New York State’s Court of Appeals is scheduled to hear a challenge today to New York University’s plan to build new academic buildings. The outcome could jeopardize the way open space is used throughout the state.
The challenge centers on four narrow strips of city-owned land now functioning unofficially as parks that the city would allow N.Y.U. to use for construction access to build four towers in its Greenwich Village neighborhood.
Opponents argue that these strips are, in effect, parks, and that the city cannot legally dispose of parkland without permission from the State Legislature. But these strips are not official parks and never have been, even though the city has allowed them to be used temporarily as parks and open space.
The challengers’ argument is nothing other than an effort to slow down or stop the N.Y.U. project. But the outcome has implications beyond N.Y.U. If the court rules for the opponents, it would threaten open spaces in communities throughout the state that are now used for community gardens and green and recreational space but are not officially designated as parks.
I’m talking about parcels of government-owned open land that municipalities might ultimately need for other purposes — for a school, perhaps, or for affordable housing or some other local priority. In essence, municipalities hold these spaces in reserve for when or if they are needed.
But if the Court of Appeals opens the way for such spaces to become parks by implication, based on their temporary use, then municipalities are going to be far less likely to open them up to the public in the first place.
The self-styled park protectors are actually threatening green and open spaces around the state.
In the N.Y.U. case, the parcels in question were never designated by the city as parks and in fact are under the jurisdiction of the city’s Department of Transportation. They had been intended as streets that would connect to the long-dead plan for a Lower Manhattan Highway.
But the challengers argue that they are parks because they have been used for years for parklike purposes — as a playground, a community garden, a tiny park and a dog run. They are parks by implication, according to the N.Y.U. opponents. Parks by default.
They aren’t.
There are a lot of properties like the ones at issue in this case in the city’s portfolio of open space. In fact, many of the approximately 4,000 properties managed by the city’s Department of Parks and Recreation are not official parkland. Many are city-owned properties under the jurisdiction of other agencies — transportation, administrative services, education or housing.
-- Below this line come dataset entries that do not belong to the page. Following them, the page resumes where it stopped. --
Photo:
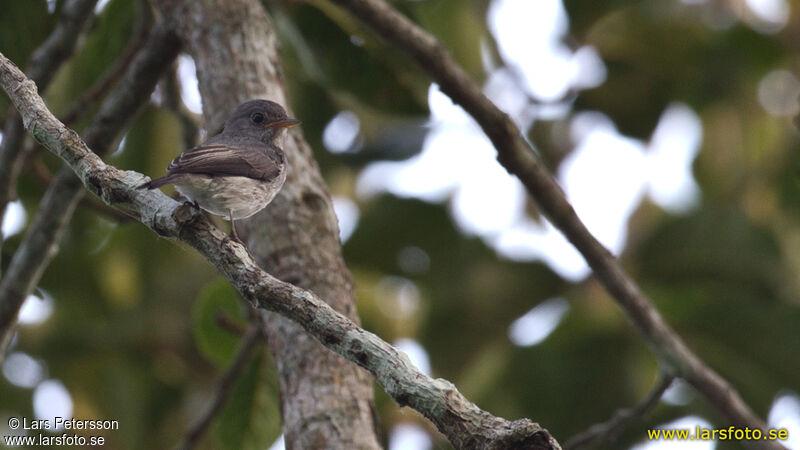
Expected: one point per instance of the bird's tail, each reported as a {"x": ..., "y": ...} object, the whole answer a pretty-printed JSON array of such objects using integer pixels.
[{"x": 158, "y": 182}]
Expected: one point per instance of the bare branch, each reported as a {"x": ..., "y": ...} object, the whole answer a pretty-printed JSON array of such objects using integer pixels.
[
  {"x": 514, "y": 153},
  {"x": 608, "y": 432},
  {"x": 44, "y": 63},
  {"x": 40, "y": 243},
  {"x": 224, "y": 386},
  {"x": 140, "y": 32},
  {"x": 466, "y": 425}
]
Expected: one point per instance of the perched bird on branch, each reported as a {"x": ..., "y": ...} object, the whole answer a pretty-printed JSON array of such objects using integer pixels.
[{"x": 238, "y": 172}]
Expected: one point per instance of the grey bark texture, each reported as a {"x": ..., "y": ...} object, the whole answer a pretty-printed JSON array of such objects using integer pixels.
[
  {"x": 462, "y": 422},
  {"x": 41, "y": 241},
  {"x": 326, "y": 401},
  {"x": 515, "y": 154},
  {"x": 44, "y": 64}
]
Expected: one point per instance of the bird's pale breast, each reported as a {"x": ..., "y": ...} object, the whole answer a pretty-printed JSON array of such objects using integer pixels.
[{"x": 219, "y": 194}]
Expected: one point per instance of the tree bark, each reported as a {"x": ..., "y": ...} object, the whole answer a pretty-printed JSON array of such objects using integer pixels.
[{"x": 326, "y": 401}]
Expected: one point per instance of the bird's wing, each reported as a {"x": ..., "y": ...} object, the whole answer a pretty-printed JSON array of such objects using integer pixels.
[{"x": 224, "y": 160}]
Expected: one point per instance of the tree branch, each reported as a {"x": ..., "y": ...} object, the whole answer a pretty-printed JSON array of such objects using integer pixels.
[
  {"x": 44, "y": 63},
  {"x": 608, "y": 431},
  {"x": 40, "y": 243},
  {"x": 514, "y": 153},
  {"x": 99, "y": 88},
  {"x": 466, "y": 425}
]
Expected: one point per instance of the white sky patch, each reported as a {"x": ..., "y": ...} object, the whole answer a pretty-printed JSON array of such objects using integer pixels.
[
  {"x": 407, "y": 436},
  {"x": 605, "y": 177},
  {"x": 538, "y": 323},
  {"x": 774, "y": 12},
  {"x": 190, "y": 91},
  {"x": 341, "y": 132},
  {"x": 50, "y": 400},
  {"x": 280, "y": 444},
  {"x": 785, "y": 413},
  {"x": 348, "y": 213},
  {"x": 689, "y": 422},
  {"x": 416, "y": 353},
  {"x": 529, "y": 37},
  {"x": 35, "y": 310},
  {"x": 22, "y": 370},
  {"x": 778, "y": 93},
  {"x": 671, "y": 152},
  {"x": 13, "y": 219}
]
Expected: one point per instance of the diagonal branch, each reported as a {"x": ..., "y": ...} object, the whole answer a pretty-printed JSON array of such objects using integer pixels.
[
  {"x": 608, "y": 431},
  {"x": 144, "y": 22},
  {"x": 40, "y": 243},
  {"x": 514, "y": 153},
  {"x": 44, "y": 63},
  {"x": 464, "y": 424}
]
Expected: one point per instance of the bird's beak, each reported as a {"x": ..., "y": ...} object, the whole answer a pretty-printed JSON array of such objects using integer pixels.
[{"x": 283, "y": 123}]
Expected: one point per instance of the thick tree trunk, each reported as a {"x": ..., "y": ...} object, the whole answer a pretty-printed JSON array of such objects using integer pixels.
[{"x": 326, "y": 401}]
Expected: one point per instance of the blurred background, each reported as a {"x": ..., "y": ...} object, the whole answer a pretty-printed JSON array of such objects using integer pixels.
[{"x": 668, "y": 123}]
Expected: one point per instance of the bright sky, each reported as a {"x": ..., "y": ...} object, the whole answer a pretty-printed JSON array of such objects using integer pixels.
[{"x": 605, "y": 178}]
They include several hundred GreenThumb community gardens and properties in the Greenstreets program.
The city could have simply let these spaces — a lot, a sidewalk, an unused street — remain as eyesores. Instead, New York and other communities have sought to beautify such spaces, or allowed them to be used temporarily for recreation or other outdoor uses.
But the key word is “temporary.” Municipalities allow these uses with the understanding that the land may later be used for other priorities.
Over the 16 years I served as either the Manhattan parks commissioner or the city’s parks commissioner, we received requests from people to designate as parklands the strips of land at the center of the N.Y.U. litigation.
Each time, we said “no.”
Every year, new parks are created in New York by design. But for over 150 years, the law in New York State has held that property not designated as parkland can be deemed to be implied parkland by unequivocal and unmistakable intention.
That means the owner — public or private — must clearly have intended the property to become parkland, even if the official designation had not occurred. Since a piece of parkland is, essentially, parkland forever and cannot thereafter be used for other purposes except through a complex legislative process, the standard for becoming parkland by implication was carefully set.
The Appellate Division of the State Supreme Court concluded that opponents of the N.Y.U. plan had “failed to meet their burden of showing that the city’s acts and declarations manifested a present, fixed, and unequivocal intent to dedicate any of the parcels at issue as public parkland.”
Were the Court of Appeals to overturn that decision, not only New York City but town and city governments throughout the state would be confronted with a dilemma: Give up much-cherished temporary uses of municipal land for community gardens or recreational space, or lose the option of using these lands in the future for other important municipal needs.
Municipal governments, concerned that they will need those properties, will logically choose the former course, rather than lose control over the use of the land.
I helped to create more than 800 acres of new parks in New York City when I worked in the parks department. I’m all for more parks in this city and others. And the N.Y.U. plan, in fact, would lead to the creation of great new parks on the school’s campus, open to all and for the benefit of all city residents, along with the permanent protection of the strips of land at issue in this litigation.
For more than a century and a half, New York State has had a clear legal standard for implied parkland. It has functioned well, and allowed municipalities to create more green spaces and recreational spaces for their citizens with the security that they could use it for some other pressing municipal need in the future.
Every city is a mix of the permanent and the ephemeral, infrastructure and human interaction, buildings and green oases. A change to the implied parkland standard would imperil some of the green spaces we love best in cities.